I find that the first question to ask oneself before venturing into something new is always “Why?”. Because if you understand the “why”, it keeps you pushing forward even when the going gets tough… A good “WHY” is to build something and pass it on to your kids so they can have a comfortable, risk-free life. Another good “WHY” for investing in general is to attain FIRE – Financial Independence Retire Early… It’s something a lot of professionals have been targeting lately- to get to the point where they can work because they want to and not because they have to, to be able to define how many hours they want to spend at work and how much time they want to spend traveling or with family doing the things that have been on the back-burner for so long. To get to that point, you have to generate enough in passive income to be able to cover your annual expenses without tapping into retirement savings (or have enough in retirement savings to tap into it at a reasonable rate and still have it last you as long as it should).
This is where Real estate investing comes in…
When you only have a few hundred bucks coming in every month after expenses, real estate investing may not seem so attractive, but it’s always important to factor in all these components when you are assessing returns. Let’s delve into each individually…
The benefits of investing in Real estate are FOUR FOLD:
|Tax free rental income|
|Debt pay down by your tenant|
- Tax free rental income: One of the most important factors to consider when assessing a potential rental property for purchase is COC – cash on cash return. Put very simply, this is the ratio of annual before tax cash flow (Rent-expenses including mortgage payments, property taxes, insurance) to total amount of cash invested (down payment + closing costs) expressed as a percentage. Now in most cases, particularly if you have leveraged your money and taken a mortgage out on the property, this is tax free money due to paper losses from DEPRECIATION, a real estate investor’s friend and one of the many ways the tax code favors real estate investors. A good investment property usually fetches 8 – 12% in COC return that is tax free, already pitching it against returns from S&P 500 index funds. But there is more…
- Remember, if you have leveraged money in a rental property and taken out a mortgage on it, then your tenant is paying towards the principal every month, increasing your equity in the property, an oft forgotten return on investment. Let’s say this is usually around 3-4 % of your initial investment in leveraged properties.
- And hopefully your property is appreciating in value since your purchase, national averages are around 3 – 4%. But if your money is leveraged, meaning you only put down 20% as a down payment, then your actual ROI (return on investment) is around 15% conservatively. Again this is in a market that is trending upwards, which is the general trend if you have a buy and hold strategy.
- And lastly, my favorite- tax savings that are in addition to your tax free cash flow.

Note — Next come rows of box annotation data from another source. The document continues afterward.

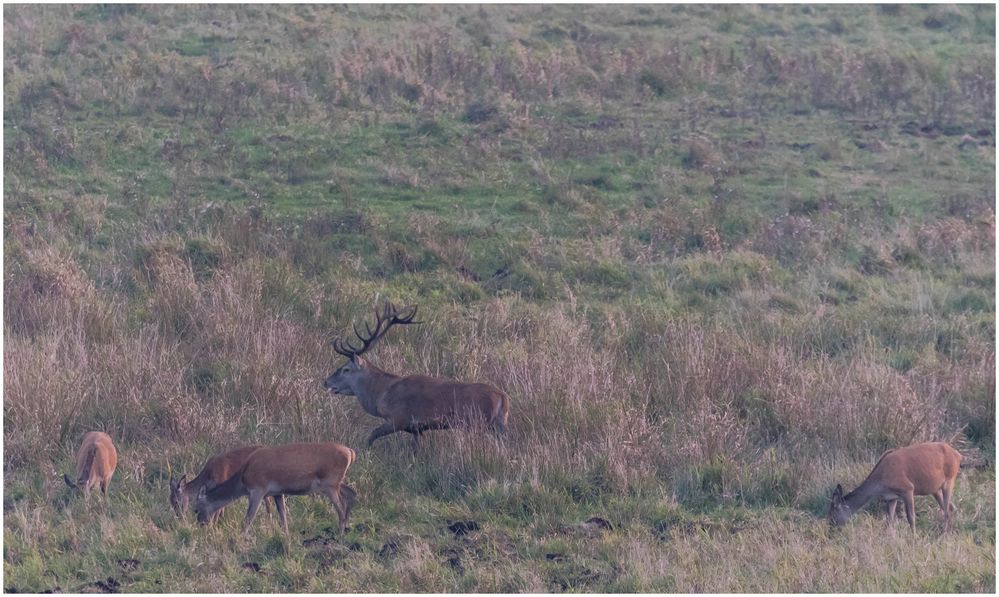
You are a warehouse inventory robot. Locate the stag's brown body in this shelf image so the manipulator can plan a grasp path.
[196,442,356,537]
[170,446,282,521]
[63,431,118,495]
[323,304,510,448]
[829,442,961,530]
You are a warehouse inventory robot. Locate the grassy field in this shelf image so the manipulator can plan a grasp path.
[3,5,996,593]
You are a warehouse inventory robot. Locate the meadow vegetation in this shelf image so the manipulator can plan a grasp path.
[3,5,996,592]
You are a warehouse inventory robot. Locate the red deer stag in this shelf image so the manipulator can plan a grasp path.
[829,442,961,531]
[62,431,118,497]
[323,303,510,450]
[195,442,357,540]
[170,446,282,522]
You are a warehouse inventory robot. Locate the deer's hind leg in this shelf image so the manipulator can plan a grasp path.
[323,486,347,535]
[368,422,399,448]
[274,495,291,541]
[885,499,898,526]
[243,491,266,534]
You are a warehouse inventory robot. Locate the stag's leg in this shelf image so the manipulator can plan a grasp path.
[902,491,916,532]
[368,423,399,448]
[274,495,291,541]
[340,483,357,518]
[938,479,957,531]
[243,491,266,535]
[323,486,347,535]
[885,499,898,526]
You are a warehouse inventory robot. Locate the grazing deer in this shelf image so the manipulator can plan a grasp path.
[829,442,961,531]
[170,446,282,522]
[195,442,357,540]
[62,431,118,497]
[323,302,510,451]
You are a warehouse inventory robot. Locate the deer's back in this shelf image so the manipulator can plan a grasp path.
[198,446,260,488]
[76,431,118,481]
[378,375,506,422]
[242,442,354,493]
[871,442,961,495]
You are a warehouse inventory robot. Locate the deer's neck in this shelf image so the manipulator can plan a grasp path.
[354,364,399,417]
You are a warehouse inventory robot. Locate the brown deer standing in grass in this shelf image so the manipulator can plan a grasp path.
[170,446,284,522]
[323,302,510,451]
[62,431,118,498]
[195,442,357,540]
[829,442,961,531]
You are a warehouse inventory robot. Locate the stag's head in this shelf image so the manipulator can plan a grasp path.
[323,302,422,396]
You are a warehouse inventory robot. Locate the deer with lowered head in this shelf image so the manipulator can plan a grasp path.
[829,442,961,531]
[62,431,118,497]
[170,446,284,522]
[323,302,510,451]
[195,442,357,540]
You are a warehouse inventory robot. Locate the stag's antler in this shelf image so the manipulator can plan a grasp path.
[333,301,423,359]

In most rental investments with a mortgage on them, thanks to Depreciation and other expenses the government allows you to deduct legally, your year end numbers show a “Paper loss” that under the right circumstances you may use to offset taxes on other income, another factor to consider in your ROI. When you factor in Cost segregation, bonus depreciation – things can get very exciting, again proving that the tax code does reward real estate investors for stimulating the economy.
Since everyone understands numbers better with an example, let’s run some numbers… Say you put 40,000$ (20%) down on a 200,000$ single family home rental that rents for 2000$/month.

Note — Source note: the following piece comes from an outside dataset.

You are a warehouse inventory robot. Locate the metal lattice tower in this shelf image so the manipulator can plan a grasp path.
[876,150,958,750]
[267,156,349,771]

- Your monthly expenses PITI (principal, interest, property tax and homeowners insurance costs) are around 1200$; but factoring in vacancy and other maintenance and capital expenses, possible HOA and property manager fees – let’s say your expenses are 1500$ out of pocket (very conservative numbers) – your COC ie cash on cash tax free gains each month are around 500$, which translates to 6000$ per year, fetching you a decent 15% COC. While filing taxes the following year, thanks to DEPRECIATION of rental property value that can be claimed on Schedule E where you report rental income and expenses, this rental income gets sheltered as tax free gains.
- Your tenant pays around 200$ towards the principal each month, 2400$ annually which is a 6% return on your initial investment.
- Assuming the property appreciates by 3%, that’s an increase in 6000$ in year one, which is an additional 15%.
- Factoring in paper losses (depreciation and other expenses the IRS allows you to legally deduct as business expenses required for your rental investment) of around 2,400$, which is again a very conservative assessment, that is an additional 6% return on investment. Giving us a grand total ROI of 42%. Now in a different market where rents are lower or property taxes higher, or in another year when interest rates are higher, your ROI may drop down to around 25%… In yet another market with higher property appreciation, your ROI may be above 50%.
As you can see, the ROI for real estate investment done right beats S&P returns without a doubt.
So the real question then is not “WHY” invest in real estate but WHY aren’t you investing in real estate??